The reason that the baths were so well preserved is because after the Romans left the baths, the roof fell in. The next people to settle there didn’t ruin the actual baths. 

Later inhabitants didn’t know that the baths were underneath. They were only found a hundred years or so ago, when the houses on top were slowly and mysteriously filling with warm water. When the British did start to unveil the baths, it only took them three years. They then built the museum around them and replaced the pieces of wall that had been on the ground to where they should have been. 



These rings on the photo are not towel racks, they were used when the water flowed and was kept higher. The water filled to the height of the rings. This bath was called a kings bath. If you didn’t hold on to the rings, you would have been swept away with the rising water! Just above the rings we the stone turns a paler color is where the Victorians built up. One of the staff said that she had led a tour for a person older than the statues, which are now only 117 years old.

The Romans built the Baths and temple in between 65 and 75 AD. They rammed oak logs into the mud to direct the water into a stone reservoir which then fed into the baths. The reservoir was a holy place in the temple courtyard that no one swam in.

Fun Facts
This hot spring is the only one in Britain.

The Celts said this spring was a gift from their god of the springs Sulis. When the Romans came they thought she sounded like their Goddess, Minerva so they combined the two and worshipped Sulis Minerva.

The excavators found a hundred curses written on sheets of pewter and lead. These curses were sometimes rolled before they were thrown into the spring.

Friday, 10 September 2010

Lake District

I would like to inform you all that even though I didn’t go near Italy; yesterday I did see the ruins of a Roman bathhouse in the Lake District, in England. There wasn’t much left, though some parts were surprisingly well preserved.  I thought there would be signs telling you to stay off the ruins, but all there was was a sign saying not to climb on them because you could get badly hurt. Sadly, Sam did not get to see the ruins because he went off on a hike with my parents, while I spent the day seeing things with my grandparents.  We went to a very small town called Ravenglass, which used to be an important Roman port. It was near the farm where we are staying. The baths were outside the Glannavantra fort located on the cliffs outside the town.  I found the fact that the baths were out of the fort quite interesting because there were, no other buildings outside the fort. The bathhouse ruins were a half-mile walk from the town.

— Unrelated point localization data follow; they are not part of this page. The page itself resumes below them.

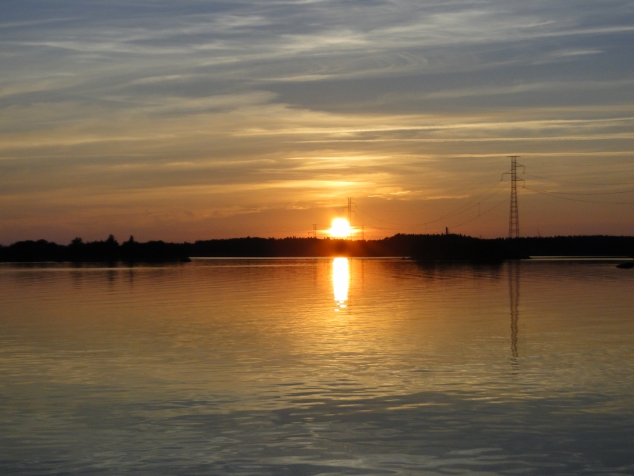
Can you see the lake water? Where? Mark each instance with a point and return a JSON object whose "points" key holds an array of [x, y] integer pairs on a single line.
{"points": [[317, 367]]}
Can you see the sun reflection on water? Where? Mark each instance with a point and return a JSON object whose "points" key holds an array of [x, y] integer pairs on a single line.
{"points": [[340, 281]]}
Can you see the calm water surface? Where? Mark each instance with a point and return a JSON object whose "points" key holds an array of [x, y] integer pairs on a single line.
{"points": [[317, 367]]}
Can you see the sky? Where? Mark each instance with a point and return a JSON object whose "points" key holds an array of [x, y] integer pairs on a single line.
{"points": [[203, 119]]}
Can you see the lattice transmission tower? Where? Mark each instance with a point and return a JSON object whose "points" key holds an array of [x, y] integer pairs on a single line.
{"points": [[514, 219]]}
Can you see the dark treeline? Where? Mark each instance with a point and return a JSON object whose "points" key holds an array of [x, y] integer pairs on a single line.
{"points": [[420, 247]]}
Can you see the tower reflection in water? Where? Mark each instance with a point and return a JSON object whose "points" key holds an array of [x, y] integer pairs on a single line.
{"points": [[514, 295], [340, 281]]}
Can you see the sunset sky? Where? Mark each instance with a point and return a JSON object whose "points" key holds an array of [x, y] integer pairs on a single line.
{"points": [[205, 119]]}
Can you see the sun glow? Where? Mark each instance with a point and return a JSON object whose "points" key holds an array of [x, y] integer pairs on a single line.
{"points": [[340, 228]]}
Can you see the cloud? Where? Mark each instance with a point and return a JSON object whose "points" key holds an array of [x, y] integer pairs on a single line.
{"points": [[192, 107]]}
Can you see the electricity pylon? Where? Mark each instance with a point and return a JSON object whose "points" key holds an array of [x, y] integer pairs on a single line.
{"points": [[514, 219]]}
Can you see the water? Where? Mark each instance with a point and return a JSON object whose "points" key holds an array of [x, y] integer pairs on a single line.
{"points": [[317, 367]]}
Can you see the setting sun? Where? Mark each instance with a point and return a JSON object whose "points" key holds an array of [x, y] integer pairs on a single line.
{"points": [[340, 228]]}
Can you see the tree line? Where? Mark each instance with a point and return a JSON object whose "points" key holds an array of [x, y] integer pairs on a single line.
{"points": [[420, 247]]}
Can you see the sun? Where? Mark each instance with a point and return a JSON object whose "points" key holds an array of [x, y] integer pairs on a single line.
{"points": [[340, 228]]}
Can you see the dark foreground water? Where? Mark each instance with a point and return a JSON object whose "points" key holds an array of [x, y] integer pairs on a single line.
{"points": [[317, 367]]}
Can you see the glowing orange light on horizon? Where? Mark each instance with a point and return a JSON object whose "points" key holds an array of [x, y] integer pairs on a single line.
{"points": [[340, 228]]}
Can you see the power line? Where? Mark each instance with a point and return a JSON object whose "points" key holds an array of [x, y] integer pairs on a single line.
{"points": [[580, 183], [552, 194], [481, 214], [456, 211]]}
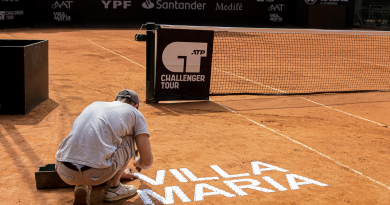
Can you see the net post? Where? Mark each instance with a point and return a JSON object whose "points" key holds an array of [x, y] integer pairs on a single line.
{"points": [[150, 61]]}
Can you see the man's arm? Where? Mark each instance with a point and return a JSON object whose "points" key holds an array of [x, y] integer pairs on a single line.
{"points": [[145, 160]]}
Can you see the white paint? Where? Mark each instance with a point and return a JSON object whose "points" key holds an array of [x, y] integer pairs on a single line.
{"points": [[257, 171], [159, 178], [238, 189], [136, 42], [380, 124], [193, 178], [226, 175], [168, 195], [274, 183], [297, 142], [249, 80], [199, 192], [295, 185], [178, 175]]}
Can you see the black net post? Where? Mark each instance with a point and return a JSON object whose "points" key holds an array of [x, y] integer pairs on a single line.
{"points": [[150, 58]]}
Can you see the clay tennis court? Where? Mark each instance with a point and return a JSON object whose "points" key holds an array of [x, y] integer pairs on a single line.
{"points": [[341, 141]]}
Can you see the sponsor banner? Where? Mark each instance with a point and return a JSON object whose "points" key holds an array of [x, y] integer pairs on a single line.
{"points": [[302, 10], [131, 13], [183, 64], [327, 2], [60, 13], [16, 14]]}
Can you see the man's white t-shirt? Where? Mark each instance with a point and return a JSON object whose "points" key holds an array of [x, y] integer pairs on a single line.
{"points": [[98, 132]]}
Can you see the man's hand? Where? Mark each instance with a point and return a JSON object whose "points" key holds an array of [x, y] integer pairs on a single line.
{"points": [[136, 162], [127, 175], [145, 159]]}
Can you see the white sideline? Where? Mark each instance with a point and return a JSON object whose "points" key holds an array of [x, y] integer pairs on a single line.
{"points": [[297, 142], [285, 136], [380, 124], [135, 42]]}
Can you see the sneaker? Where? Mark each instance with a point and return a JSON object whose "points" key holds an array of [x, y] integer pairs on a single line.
{"points": [[82, 195], [122, 191]]}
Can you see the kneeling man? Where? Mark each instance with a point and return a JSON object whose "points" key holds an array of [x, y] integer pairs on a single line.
{"points": [[101, 144]]}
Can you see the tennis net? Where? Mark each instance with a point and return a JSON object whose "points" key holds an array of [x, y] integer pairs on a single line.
{"points": [[279, 62]]}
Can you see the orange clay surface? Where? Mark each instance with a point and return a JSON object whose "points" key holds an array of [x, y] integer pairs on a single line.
{"points": [[345, 145]]}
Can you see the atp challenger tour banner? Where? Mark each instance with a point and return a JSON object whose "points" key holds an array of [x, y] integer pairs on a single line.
{"points": [[133, 13], [183, 64]]}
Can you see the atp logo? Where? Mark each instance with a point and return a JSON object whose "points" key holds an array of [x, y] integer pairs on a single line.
{"points": [[310, 1], [278, 7], [65, 4], [2, 15], [148, 4], [184, 57]]}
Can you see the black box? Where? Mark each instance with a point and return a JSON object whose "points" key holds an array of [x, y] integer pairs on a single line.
{"points": [[24, 75], [327, 16], [47, 177]]}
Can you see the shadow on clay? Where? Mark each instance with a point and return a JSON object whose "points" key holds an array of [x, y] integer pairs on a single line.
{"points": [[187, 108], [34, 117]]}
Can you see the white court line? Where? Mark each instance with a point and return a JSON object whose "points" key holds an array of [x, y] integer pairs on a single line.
{"points": [[250, 80], [135, 42], [170, 110], [297, 142], [116, 53], [380, 124]]}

Today, we went to the Sunkenkirk Stone Circle from the Neolithic period, which my dad tells me, is Stone Age type time. The stone circle was in a field of cows, bulls and tourists. It is also known as Swinside Stone Circle.


We are communicating.




Later, we went to Ulverston and walked around aimlessly.
For dinner, we had pasta salad and leftovers. We all agree that the small trailer we are staying in needs a bigger pot but, I must say that 6 people, 4 of them adults, are a large group, not the usual number of people for a place of this size. For dessert, we had blackberry crumble with custard and Cadbury roses. The roses we picked up at Cadbury world, which I recommend you visit if you are in England. The blackberries we picked at the park in Broughton-in-Furness.

P.S. Cadbury World is in Birmingham, look it up on the Internet. J!!J!!J!!J!!J!!!!!!!!!!!!!!!!

P.P.S.I must tell you that we were just having supper and my dad asked me to get him the hot sauce he had bought. The sauce had a flip lid but he twisted the big cap and when he started shaking it so it would drip out faster but instead it poured out onto his potato a lot. He called them patatas bravas and ate them any way.  Bye.

P.P.S. don’t Mind my bad spelling.
P.P.P.S. I will have some pictures of the ruins but they are on my grandparent's camera and I will have to wait a few day's before postable.